Sr. Mary belongs to a close-knit family, and she’s the youngest of 10 orphaned siblings. Imagine the disbelief of her brothers and sisters when she told them she wanted to be a contemplative nun. They tried to dissuade her but when God’s gentle call intensified, she could not say “no” to the invitation.

In school yearbook), now contemplative nun (Pink Sister) Sr. Mary Triana based in St. Louis, Missouri, USA (below), is celebrating her birthday today July 20).

The choice of becoming a Pink Sister was also providential. Together with family or friends, she would visit the Pink Sisters Convent in Baguio City occasionally. She remembers always being in awe of the sanctuary and the silence and reverence the chapel exuded. In 1988, she applied to the convent in Baguio and began corresponding with the vocation directress.

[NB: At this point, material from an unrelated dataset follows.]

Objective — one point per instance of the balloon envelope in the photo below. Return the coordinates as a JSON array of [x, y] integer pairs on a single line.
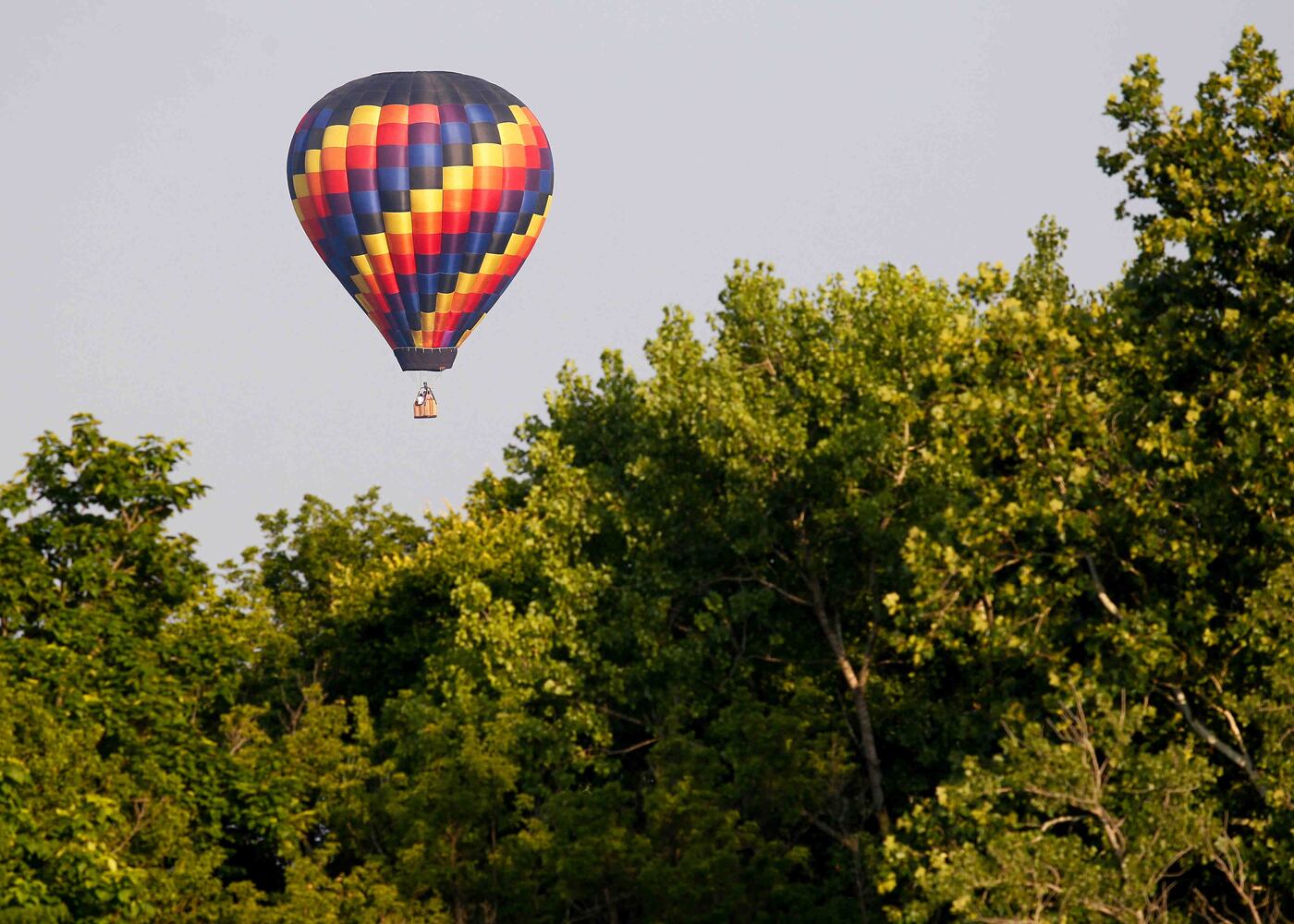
[[423, 193]]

Unfortunately, when the housekeeper of the Corteses saw her application papers, she threw them away. This made her think that this was a sign that the religious life was not for her. And then, in 1991, she and her sister went on a Holy Week Visita Iglesia. Their last destination was supposed to be Mt. Carmel church on Broadway avenue, but the taxi driver got lost and brought them instead to — lo and behold — St. Joseph’s Convent, or the Pink Sisters in Quezon City. For her, this was a “happy fault experience.” From then on, her journey towards the fulfillment of a contemplative life began. On May 1, 1992, she finally answered His call and was admitted as a member of the community.

As a contemplative nun, a Pink Sister is a silent witness of God’s love and goodness to others. Most of all, Pink Sisters are witnesses to God’s real presence in the Most Holy Eucharist, in His Sacraments and to His presence in every person and throughout all creation. She embraces a life of total dedication, centered solely on the Divine.

They are known as Pink Sisters because of their rose or pink-colored habits which symbolize the joy and love of the Holy Spirit and the Blessed Virgin Mary, who is their role model. Each sister, therefore, bears in her religious name either Mary, Marie or Maria. Their founder is St. Arnold Janssen and Mother Mary Michael is co-foundress. Her cause for beatification is underway.

The Holy Adoration Sisters’ Convents located all over the world may have different time zones for the daily schedule, but they all follow the same activities. They arise at 5:15 a.m. and retire at 8:30 p.m. In between, they have meditation time and the celebration of the Holy Sacrifice of the Mass and the twice-a-day examination of conscience (the first before lunch and the second before the night prayer). They pray the Liturgy of the Hours, which consists of the Office of Readings, Midmorning Prayer, midday and mid-afternoon prayers. They also have the community of vocal prayers (i.e. recitation of the rosary) or attend conferences given either by a clergy or a lay resource speaker. Due to the pandemic, however, the conference is now limited to a monthly recollection given by their father chaplain. They also have working time and engage in personal individual prayer. Over and above these, they take turns in the adoration, 24 hours a day, seven times a week.

Knowing how devoted Sr. Mary Triana and her fellow Pink Sisters are to God is a comforting and reassuring thought. How soothing and touching it is to know that despite all the evil in the world, there are still many selfless individuals out there who have dedicated their lives to praying for us, sinners.